Unpredictable winter weather and recent storms in backcountry areas are creating variable conditions, New York State Department of Environmental Conservation (DEC) Commissioner Basil Seggos announced last week.
Visitors should be prepared with proper clothing and equipment for snow, ice and cold to ensure a safe winter experience.
“Winter conditions in New York’s backcountry areas include beautiful, unpredictable, and sometimes treacherous weather,” Seggos said. “While DEC encourages recreation year-round on state forest preserve lands, visitors are advised to pay careful attention to forecasted conditions when adventuring outdoors. Conditions can vary wildly across the state, as well as with elevation change, such as in the Adirondacks High Peaks region and the Catskills, where pleasant trailhead conditions can quickly shift into wet or frozen terrain as hikers advance up the trail.”

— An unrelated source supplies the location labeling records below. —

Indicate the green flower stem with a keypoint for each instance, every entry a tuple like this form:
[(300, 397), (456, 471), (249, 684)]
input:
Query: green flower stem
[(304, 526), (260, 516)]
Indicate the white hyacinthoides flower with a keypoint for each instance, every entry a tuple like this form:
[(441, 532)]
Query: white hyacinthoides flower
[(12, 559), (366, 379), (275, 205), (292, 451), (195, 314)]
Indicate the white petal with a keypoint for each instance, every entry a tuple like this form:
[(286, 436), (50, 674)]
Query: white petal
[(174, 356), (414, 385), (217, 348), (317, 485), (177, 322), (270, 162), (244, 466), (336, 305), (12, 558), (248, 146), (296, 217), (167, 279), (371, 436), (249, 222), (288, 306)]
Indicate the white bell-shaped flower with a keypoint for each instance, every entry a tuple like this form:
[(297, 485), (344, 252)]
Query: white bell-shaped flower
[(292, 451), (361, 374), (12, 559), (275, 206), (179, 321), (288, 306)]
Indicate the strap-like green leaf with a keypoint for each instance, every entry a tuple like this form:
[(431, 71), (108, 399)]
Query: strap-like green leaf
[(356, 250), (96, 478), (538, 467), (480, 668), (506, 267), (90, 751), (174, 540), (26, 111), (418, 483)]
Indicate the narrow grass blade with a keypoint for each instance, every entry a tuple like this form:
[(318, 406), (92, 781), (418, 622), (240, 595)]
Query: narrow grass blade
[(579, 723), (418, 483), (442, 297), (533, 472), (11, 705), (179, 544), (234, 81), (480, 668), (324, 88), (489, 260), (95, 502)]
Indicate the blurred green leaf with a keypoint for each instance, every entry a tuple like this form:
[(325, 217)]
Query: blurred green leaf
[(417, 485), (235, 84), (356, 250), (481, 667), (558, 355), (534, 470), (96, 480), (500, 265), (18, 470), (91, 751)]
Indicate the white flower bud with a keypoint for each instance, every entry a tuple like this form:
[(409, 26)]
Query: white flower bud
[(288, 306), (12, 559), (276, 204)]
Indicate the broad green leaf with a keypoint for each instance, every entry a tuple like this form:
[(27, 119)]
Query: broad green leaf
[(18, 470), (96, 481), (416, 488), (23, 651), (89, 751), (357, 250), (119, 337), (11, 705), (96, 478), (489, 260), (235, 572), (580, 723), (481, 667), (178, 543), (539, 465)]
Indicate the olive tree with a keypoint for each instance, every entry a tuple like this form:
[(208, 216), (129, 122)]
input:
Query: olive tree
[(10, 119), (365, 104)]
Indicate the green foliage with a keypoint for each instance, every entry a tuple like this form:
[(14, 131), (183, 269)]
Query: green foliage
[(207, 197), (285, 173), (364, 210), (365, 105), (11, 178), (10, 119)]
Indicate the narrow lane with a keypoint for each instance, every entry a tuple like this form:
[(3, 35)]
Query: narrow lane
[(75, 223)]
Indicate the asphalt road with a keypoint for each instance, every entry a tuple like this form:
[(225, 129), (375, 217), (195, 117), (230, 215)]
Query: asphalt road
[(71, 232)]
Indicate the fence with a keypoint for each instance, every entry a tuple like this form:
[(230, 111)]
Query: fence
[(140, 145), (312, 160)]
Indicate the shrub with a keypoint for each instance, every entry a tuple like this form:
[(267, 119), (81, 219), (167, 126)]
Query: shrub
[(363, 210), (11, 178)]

Snow depths range greatly throughout the Adirondacks, with the deepest snow at higher elevations in the High Peaks region and other mountains over 3,000 feet. Lower elevation trails have mixed conditions of snow, ice and slush, including many of the Catskill Mountains where the potential for icy trail conditions exist.

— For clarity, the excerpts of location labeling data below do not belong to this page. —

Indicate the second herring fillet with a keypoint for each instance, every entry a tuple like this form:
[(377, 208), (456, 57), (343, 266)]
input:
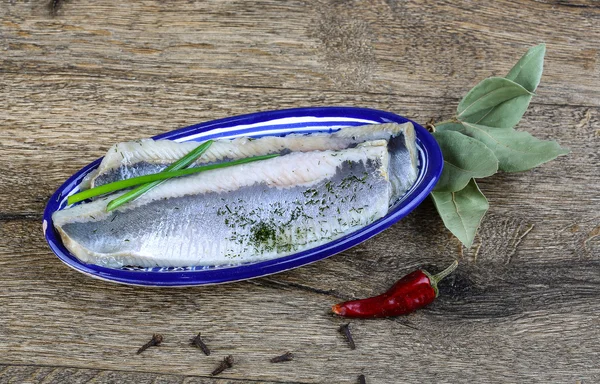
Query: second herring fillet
[(136, 158), (244, 213)]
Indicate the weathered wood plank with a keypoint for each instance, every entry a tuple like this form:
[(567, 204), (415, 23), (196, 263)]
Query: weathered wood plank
[(523, 305), (400, 47), (29, 374), (489, 311), (46, 135)]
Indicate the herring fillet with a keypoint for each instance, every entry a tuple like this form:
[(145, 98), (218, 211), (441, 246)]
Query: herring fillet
[(251, 212), (136, 158)]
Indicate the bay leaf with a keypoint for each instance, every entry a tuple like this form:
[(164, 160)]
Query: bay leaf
[(495, 102), (515, 150), (462, 211), (465, 158), (528, 70)]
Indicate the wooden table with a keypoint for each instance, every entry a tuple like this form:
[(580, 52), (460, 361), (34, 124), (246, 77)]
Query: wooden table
[(524, 304)]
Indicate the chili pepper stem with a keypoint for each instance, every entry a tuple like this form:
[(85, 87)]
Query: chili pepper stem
[(435, 279)]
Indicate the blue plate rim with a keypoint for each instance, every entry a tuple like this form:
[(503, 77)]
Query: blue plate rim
[(431, 174)]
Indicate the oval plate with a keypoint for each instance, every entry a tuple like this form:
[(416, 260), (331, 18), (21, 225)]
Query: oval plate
[(282, 122)]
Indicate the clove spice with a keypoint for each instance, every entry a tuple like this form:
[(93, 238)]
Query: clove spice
[(155, 341), (345, 330), (226, 363), (288, 356), (198, 343)]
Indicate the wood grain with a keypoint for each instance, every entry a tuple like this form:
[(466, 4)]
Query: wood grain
[(524, 303)]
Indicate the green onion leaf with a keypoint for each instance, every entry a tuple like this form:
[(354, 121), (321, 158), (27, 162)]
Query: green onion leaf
[(122, 184), (184, 162)]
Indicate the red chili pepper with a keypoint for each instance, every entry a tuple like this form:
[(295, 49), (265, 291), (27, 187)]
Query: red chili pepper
[(413, 291)]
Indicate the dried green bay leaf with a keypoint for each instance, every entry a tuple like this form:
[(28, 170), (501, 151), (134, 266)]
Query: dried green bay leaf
[(465, 158), (462, 211), (495, 102), (528, 70), (516, 150)]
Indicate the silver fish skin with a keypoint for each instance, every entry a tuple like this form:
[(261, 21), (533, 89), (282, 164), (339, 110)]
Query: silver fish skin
[(245, 213), (136, 158)]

DEC recommends visitors to the backcountry carry snowshoes and trekking poles and use them when snow depths warrant. Snowshoes or skis ease travel on snow and prevent “post holing,” which can ruin trails and cause sudden falls, resulting in injuries. Crampons or other traction devices should be carried for use on icy portions of the trails including summits and other exposed areas. An ice axe may be necessary above tree line in the High Peaks.

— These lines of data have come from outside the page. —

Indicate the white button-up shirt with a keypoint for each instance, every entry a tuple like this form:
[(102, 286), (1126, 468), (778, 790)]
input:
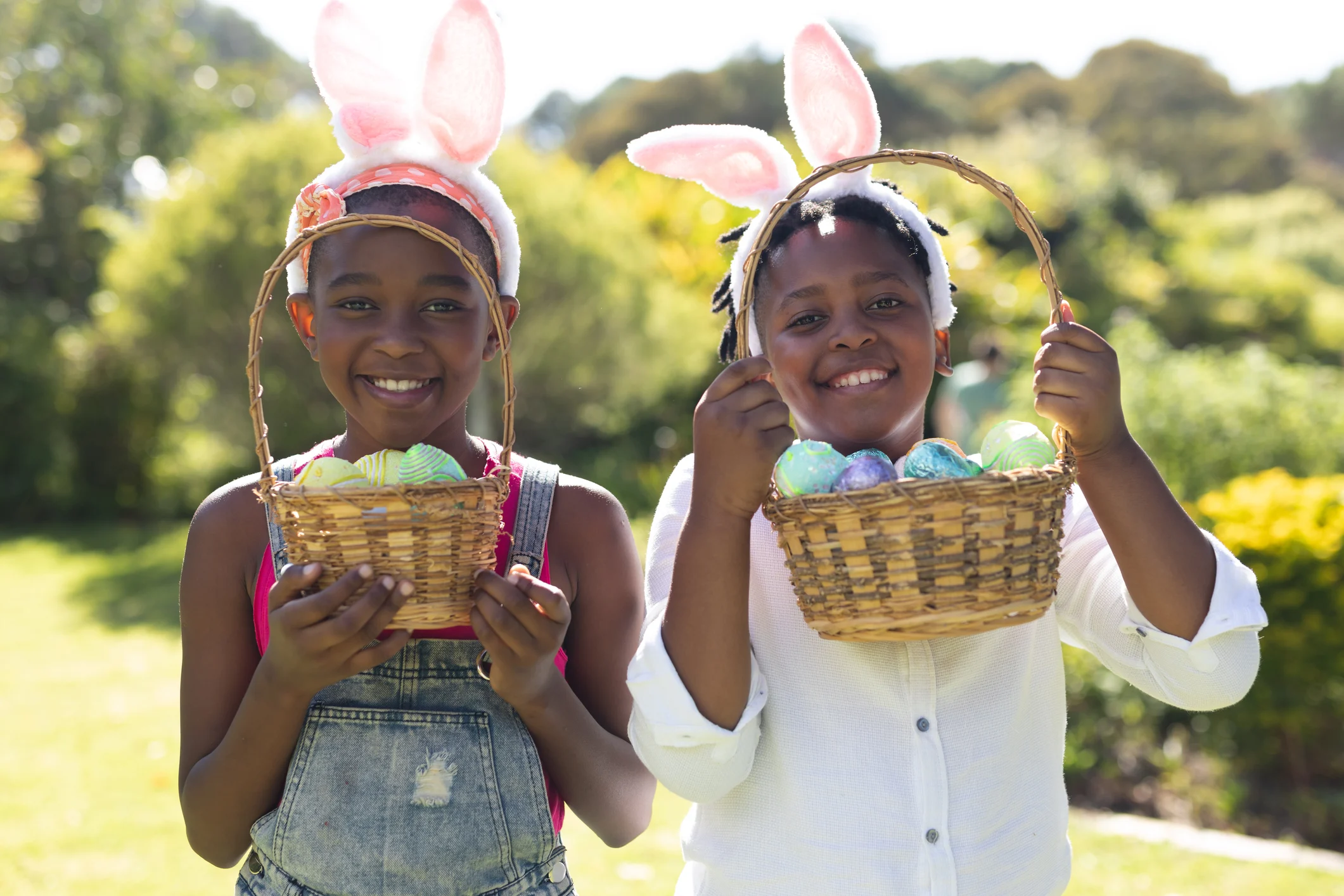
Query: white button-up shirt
[(907, 767)]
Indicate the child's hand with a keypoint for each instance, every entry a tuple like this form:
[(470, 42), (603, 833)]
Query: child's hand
[(741, 430), (522, 622), (1077, 385), (314, 644)]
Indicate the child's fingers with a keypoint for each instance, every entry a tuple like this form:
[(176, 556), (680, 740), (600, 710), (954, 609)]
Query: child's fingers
[(380, 653), (737, 375), (546, 598), (383, 615), (352, 618), (1065, 356), (292, 582), (769, 416), (750, 397), (315, 608), (1063, 383), (506, 624)]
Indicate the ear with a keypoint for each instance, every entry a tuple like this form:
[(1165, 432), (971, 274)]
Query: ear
[(831, 105), (463, 103), (364, 96), (492, 342), (300, 308), (742, 165), (942, 352)]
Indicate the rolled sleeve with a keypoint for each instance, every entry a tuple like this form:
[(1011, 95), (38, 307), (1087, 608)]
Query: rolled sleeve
[(670, 710), (1097, 613)]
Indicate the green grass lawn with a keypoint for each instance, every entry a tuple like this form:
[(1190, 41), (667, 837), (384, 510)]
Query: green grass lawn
[(89, 750)]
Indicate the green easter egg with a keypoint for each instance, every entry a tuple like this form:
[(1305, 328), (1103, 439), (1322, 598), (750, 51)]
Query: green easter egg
[(808, 468), (1014, 444), (428, 464), (382, 468)]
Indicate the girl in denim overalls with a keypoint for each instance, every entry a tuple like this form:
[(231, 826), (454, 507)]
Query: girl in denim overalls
[(340, 758)]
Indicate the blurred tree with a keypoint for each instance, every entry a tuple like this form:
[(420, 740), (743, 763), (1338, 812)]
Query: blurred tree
[(1170, 110), (104, 91), (179, 285)]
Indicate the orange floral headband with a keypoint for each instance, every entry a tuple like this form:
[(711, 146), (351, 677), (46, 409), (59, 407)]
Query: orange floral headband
[(317, 203)]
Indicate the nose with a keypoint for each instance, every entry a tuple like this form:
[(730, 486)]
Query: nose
[(399, 336), (851, 330)]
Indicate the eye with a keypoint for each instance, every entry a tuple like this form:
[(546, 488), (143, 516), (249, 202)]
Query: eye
[(444, 307), (807, 319)]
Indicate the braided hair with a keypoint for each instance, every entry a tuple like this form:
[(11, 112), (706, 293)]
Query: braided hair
[(800, 215), (397, 199)]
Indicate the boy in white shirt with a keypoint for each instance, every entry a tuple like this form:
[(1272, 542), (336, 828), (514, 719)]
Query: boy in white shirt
[(900, 767)]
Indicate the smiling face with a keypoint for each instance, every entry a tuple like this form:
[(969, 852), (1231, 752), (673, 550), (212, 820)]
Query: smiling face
[(399, 330), (846, 320)]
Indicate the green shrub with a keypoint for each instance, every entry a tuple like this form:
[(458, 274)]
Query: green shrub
[(1274, 762)]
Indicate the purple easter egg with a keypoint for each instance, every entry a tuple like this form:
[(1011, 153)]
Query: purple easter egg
[(864, 472)]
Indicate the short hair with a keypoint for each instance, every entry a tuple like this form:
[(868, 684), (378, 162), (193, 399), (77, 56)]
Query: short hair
[(394, 199), (800, 215)]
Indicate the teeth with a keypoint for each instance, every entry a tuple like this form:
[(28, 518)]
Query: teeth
[(859, 378), (399, 386)]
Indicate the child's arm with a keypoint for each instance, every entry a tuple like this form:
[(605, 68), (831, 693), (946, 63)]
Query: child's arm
[(579, 720), (741, 429), (241, 715), (1167, 565)]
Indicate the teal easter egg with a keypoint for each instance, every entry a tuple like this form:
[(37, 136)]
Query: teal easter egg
[(936, 460), (808, 468), (1014, 444), (428, 464)]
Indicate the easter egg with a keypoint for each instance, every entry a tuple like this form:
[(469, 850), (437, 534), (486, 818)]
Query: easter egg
[(382, 468), (864, 472), (331, 471), (870, 453), (428, 464), (936, 460), (1014, 444), (808, 468)]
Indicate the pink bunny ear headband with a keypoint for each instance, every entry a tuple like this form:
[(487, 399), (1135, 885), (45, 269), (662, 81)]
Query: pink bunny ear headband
[(437, 140), (834, 116)]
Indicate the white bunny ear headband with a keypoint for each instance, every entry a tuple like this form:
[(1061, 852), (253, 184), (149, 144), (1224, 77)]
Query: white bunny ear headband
[(834, 117), (437, 138)]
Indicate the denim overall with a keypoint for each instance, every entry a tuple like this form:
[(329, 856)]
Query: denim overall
[(416, 777)]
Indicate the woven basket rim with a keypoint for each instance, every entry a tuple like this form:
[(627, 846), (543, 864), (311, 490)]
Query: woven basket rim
[(268, 483)]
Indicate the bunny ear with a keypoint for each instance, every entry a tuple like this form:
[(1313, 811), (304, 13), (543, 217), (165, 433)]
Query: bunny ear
[(831, 105), (742, 165), (363, 94), (464, 84)]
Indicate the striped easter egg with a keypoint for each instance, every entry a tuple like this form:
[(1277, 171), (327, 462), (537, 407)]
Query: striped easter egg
[(382, 468), (428, 464)]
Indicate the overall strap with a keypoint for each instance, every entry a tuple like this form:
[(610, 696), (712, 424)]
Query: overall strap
[(284, 472), (534, 513)]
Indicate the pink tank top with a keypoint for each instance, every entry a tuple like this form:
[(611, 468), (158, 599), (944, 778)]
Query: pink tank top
[(267, 579)]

Forest rangers strongly advise that current trail conditions will make travel without properly fitting traction devices extremely difficult. Check out DEC’s Winter Hiking Safety webpage at dec.ny.gov for further details on traction devices.
Some seasonal access roads remain open. However, the use of four-wheel drive vehicles is strongly recommended. Some seasonal access roads have transitioned to snowmobile use. Check local club, county and state webpages and resources, including the NYSSA Snowmobile Web map, for up-to-date snowmobile trail information.
While ice is beginning to form on some waterways, DEC advises outdoor enthusiasts to review ice safety guidelines before heading out.
In addition, backcountry visitors should hike smart and follow these safety guidelines:
- Check weather before entering the woods. If extreme cold is predicted or the weather is poor, postpone the trip.
- Be aware of weather conditions at all times and if the weather worsens, head out of the woods.
- Dress properly in layers of clothing made of wool fleece, and other materials that wick moisture (not cotton), including a wool or fleece hat, gloves or mittens, wind/rain resistant outerwear, and winter boots. Learn how to layer for a cold weather hike on DEC’s YouTube page.
- Carry a day pack with the following: ice axe, food and water, extra clothing, map and compass, first-aid kit, flashlight/headlamp, sunglasses, sunblock protection, ensolite pads, stove and extra fuel, and bivy sack or space blankets. Hypothermia can kill even when temperatures are above freezing. A tiny emergency “space blanket” can save your life.
- Carry plenty of food and water. Eat, drink and rest often. Being tired, hungry or dehydrated makes outdoor adventurers more susceptible to hypothermia.
- Know the terrain and physical capabilities. Remember that it takes more time and energy to travel through snow.
- Never travel alone and always inform someone of the intended route and return time.
Visit DEC’s Winter Hiking Safety webpage for information, resources, and videos on hiking safely in the winter.
Traveling through snow takes more energy and time than hiking the same distance, especially in freshly fallen snow. Plan trips accordingly. In an emergency call 911. To request forest ranger assistance, call 1-833-NYS-RANGERS.